Cette scène se passe lors d'une réception chez
Cambacérès.
"Le comte Cabarot
était un trop fin diplomate pour faire prématurément confidence à ses meilleurs amis
de l'espoir charmant qu'il avait conçu. Il gardait au contraire la réserve la plus
complète le soir de ce beau jour où l'Empereur lui avait daigné promettre d'intervenir
en sa faveur. Mais, malgré cette discrétion, un si complet épanouissement dilatait son
laid visage, élargissait sa face plate, que le prince archi-chancelier,
non moins que M. d'Aigrefeuille et autres, ne purent s'empêcher d'en faire la remarque. -
" Faites-moi le plaisir de me dire ce qui charme si fort Cabarot ce soir? " se
disait-on.
C'était bien simple: le tendre Cabarot pensait à sa prochaine union avec Mlle Irnois.
Ici, quelque lecteur s'imaginera peut-être que le comte, n'ayant jamais vu sa belle ni
entendu parler de ses infirmités, se préparait à lui-même une douloureuse reculade. On
croira peut-être qu'il n'aurait pas voulu d'une jeune femme dans l'état de la pauvre
Emmelina: Qu'on se détrompe! Il faut ici connaître le comte Cabarot tout entier. Pour
six cent mille livres de rente, et même pour beaucoup moins, il aurait sans hésiter
donné sa main à Carabosse avec tous les travers de taille et les monstruosités d'humeur
de cette fée célèbre. Le comte Cabarot était un homme positif.

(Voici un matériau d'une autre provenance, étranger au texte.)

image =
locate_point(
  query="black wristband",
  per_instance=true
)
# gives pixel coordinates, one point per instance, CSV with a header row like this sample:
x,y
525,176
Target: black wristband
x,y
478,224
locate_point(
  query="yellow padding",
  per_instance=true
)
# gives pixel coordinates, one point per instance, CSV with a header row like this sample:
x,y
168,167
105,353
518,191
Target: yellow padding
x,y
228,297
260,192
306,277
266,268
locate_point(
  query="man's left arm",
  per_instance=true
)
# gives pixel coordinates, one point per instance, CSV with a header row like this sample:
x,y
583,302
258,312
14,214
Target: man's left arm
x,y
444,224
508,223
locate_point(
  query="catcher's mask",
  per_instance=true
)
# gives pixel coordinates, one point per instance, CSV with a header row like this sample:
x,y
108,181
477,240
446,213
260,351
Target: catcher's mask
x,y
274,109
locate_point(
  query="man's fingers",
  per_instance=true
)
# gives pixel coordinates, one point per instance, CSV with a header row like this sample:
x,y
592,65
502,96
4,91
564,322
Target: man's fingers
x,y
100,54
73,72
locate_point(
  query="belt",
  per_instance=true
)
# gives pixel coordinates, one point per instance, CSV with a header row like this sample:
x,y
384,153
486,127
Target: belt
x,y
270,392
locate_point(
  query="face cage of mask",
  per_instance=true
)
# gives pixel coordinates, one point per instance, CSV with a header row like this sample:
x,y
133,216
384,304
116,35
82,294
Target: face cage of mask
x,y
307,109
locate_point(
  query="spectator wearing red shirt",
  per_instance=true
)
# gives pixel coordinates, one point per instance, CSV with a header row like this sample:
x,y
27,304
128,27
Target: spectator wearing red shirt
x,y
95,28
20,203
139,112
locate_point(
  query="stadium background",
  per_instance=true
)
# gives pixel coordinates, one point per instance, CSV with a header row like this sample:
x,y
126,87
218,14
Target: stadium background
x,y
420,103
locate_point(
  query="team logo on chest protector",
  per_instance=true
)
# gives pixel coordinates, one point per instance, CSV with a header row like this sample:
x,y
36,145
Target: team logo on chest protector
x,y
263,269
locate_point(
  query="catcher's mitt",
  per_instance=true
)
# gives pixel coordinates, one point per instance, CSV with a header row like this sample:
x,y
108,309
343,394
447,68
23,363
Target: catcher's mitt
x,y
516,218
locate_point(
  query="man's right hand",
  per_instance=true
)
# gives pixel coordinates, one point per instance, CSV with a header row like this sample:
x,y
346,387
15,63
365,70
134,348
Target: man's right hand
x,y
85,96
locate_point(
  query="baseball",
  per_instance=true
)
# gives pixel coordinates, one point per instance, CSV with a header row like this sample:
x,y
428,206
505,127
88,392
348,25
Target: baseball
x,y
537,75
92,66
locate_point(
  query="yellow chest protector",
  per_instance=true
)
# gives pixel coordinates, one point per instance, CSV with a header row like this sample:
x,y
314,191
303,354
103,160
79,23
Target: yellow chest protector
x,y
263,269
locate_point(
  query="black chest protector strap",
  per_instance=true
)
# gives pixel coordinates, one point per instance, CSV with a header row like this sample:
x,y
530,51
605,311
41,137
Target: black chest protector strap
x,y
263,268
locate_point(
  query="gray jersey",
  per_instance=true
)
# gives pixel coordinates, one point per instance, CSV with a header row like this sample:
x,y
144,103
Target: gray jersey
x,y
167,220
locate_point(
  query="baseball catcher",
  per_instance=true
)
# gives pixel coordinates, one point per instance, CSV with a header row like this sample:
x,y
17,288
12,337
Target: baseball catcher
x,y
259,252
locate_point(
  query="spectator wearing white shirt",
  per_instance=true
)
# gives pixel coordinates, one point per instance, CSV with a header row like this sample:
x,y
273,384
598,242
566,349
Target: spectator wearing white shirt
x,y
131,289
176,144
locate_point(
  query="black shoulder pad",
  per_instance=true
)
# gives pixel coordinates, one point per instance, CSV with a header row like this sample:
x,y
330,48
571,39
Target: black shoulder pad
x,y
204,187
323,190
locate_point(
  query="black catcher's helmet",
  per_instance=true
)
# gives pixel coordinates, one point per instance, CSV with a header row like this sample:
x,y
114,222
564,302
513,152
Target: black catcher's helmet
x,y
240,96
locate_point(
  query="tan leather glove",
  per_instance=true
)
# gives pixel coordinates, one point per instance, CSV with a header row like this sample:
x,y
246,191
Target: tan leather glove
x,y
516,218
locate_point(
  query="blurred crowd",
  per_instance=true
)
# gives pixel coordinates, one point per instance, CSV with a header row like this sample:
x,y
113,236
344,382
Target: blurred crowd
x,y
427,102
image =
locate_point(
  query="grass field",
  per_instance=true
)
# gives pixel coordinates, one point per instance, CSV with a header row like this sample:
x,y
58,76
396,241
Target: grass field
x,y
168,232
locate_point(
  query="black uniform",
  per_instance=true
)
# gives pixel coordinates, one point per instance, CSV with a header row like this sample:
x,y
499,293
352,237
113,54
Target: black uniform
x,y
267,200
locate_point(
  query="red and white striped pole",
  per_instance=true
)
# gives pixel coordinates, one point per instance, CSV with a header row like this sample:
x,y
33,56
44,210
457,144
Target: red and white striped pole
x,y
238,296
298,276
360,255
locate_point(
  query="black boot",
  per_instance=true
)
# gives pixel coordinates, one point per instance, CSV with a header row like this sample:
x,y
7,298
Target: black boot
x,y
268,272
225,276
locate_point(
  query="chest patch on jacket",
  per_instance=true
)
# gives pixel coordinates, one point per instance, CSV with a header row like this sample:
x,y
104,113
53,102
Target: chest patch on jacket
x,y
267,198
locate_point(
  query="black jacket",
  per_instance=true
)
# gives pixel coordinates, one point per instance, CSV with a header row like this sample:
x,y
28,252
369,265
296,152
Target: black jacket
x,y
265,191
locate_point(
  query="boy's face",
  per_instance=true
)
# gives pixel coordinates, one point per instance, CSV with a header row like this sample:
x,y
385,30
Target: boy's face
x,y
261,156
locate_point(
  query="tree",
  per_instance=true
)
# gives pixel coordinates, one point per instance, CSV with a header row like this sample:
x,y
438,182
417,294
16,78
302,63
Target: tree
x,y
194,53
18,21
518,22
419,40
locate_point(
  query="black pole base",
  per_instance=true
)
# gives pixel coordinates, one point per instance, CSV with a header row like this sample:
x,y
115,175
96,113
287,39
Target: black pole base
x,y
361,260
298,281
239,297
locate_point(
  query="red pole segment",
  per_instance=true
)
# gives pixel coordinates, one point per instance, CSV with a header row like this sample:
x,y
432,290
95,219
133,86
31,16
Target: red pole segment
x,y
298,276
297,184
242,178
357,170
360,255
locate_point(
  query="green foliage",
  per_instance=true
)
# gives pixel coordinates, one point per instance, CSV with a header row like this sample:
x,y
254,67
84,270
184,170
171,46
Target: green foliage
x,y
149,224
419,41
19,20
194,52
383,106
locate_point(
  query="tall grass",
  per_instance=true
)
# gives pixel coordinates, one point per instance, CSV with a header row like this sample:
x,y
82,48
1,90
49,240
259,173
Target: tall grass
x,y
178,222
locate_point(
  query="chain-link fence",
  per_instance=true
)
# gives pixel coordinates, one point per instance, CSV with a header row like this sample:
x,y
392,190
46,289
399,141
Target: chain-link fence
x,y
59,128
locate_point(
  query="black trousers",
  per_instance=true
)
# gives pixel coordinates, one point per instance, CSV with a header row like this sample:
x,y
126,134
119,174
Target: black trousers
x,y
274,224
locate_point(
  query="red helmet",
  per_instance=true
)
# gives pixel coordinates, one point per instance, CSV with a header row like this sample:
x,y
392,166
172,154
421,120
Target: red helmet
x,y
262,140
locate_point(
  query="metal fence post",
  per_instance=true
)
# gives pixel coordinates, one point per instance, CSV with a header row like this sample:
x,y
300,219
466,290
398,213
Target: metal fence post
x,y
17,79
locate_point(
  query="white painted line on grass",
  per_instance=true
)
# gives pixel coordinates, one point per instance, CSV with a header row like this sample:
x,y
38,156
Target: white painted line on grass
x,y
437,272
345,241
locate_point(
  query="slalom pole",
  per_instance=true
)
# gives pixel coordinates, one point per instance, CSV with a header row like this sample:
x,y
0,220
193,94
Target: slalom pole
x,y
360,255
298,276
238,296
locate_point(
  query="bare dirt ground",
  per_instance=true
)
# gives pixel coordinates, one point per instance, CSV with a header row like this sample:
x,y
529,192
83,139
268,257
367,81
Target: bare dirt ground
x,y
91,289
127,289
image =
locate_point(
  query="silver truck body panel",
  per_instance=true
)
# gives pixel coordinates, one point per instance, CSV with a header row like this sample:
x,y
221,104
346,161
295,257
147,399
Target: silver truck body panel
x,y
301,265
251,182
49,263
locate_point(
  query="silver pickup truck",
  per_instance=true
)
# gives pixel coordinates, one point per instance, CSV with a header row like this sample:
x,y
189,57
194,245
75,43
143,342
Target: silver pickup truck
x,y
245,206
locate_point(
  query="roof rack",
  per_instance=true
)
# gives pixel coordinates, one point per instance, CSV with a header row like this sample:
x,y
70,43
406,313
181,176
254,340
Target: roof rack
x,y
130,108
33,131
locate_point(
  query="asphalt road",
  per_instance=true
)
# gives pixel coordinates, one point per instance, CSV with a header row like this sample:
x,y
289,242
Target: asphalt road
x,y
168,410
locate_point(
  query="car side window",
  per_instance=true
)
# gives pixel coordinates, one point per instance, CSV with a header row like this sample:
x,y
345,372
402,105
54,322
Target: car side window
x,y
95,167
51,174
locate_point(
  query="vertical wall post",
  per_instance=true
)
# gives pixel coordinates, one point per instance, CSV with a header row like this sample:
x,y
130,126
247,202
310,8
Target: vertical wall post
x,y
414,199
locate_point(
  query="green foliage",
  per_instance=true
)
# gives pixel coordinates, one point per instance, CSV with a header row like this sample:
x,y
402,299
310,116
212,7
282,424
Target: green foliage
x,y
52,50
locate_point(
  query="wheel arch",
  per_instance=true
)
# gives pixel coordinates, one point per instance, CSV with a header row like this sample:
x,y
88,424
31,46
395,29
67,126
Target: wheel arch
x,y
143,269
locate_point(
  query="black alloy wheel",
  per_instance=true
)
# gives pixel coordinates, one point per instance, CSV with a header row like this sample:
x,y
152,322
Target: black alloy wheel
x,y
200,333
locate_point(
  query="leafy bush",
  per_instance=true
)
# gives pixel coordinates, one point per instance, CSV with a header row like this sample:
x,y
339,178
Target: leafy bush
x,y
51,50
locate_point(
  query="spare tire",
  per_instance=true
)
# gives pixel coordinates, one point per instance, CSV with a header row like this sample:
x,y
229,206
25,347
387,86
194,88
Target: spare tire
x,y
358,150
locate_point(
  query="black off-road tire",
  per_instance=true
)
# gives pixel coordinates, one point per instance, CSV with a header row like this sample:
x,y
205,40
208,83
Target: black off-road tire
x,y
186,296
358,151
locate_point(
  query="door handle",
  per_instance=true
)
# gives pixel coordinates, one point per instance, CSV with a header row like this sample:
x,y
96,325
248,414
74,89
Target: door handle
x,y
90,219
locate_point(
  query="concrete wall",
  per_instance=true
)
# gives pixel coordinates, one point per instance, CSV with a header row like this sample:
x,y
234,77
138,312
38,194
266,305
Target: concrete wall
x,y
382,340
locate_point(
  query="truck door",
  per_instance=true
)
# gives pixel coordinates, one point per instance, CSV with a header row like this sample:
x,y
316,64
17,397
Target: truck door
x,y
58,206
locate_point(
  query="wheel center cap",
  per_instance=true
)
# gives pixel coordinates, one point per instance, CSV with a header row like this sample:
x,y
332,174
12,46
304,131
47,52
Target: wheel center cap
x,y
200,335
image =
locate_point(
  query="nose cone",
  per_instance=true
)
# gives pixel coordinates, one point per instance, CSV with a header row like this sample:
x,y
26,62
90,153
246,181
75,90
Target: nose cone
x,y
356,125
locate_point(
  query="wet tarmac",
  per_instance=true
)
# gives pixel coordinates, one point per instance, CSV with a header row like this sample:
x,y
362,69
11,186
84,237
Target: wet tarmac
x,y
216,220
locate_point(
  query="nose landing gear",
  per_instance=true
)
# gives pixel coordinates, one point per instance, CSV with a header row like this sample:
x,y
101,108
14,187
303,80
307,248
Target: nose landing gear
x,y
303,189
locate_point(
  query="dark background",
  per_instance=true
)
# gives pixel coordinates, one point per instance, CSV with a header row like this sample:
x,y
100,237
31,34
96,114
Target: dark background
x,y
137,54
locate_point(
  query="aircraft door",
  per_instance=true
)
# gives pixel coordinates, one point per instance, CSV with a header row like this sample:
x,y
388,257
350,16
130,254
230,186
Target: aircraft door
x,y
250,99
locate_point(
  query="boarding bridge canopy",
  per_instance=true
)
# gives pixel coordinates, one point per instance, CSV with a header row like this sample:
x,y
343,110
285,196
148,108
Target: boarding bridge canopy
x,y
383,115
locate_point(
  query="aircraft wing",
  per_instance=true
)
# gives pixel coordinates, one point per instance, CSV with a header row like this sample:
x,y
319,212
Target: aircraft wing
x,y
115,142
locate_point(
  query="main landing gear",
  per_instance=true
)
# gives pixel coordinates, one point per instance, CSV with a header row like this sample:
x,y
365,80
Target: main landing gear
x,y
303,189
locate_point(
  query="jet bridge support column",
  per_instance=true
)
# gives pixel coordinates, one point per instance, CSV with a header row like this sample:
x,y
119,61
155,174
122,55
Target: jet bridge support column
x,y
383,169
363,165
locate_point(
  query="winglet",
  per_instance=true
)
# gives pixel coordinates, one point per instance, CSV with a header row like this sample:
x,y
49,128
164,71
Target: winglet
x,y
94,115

Je dis donc que ce soir-là, dans le salon du Prince Cambacérès, il fut
adorable d'esprit et de gaîté. Lorsque, la foule s'étant retirée, il n'y eut plus
autour de la cheminée qu'un petit nombre d'intimes, il se mit à raconter une foule
d'aventures plus ou moins risquées avec un goût, un tact, un mordant qui lui valurent
des applaudissements unanimes. Il était si heureux!"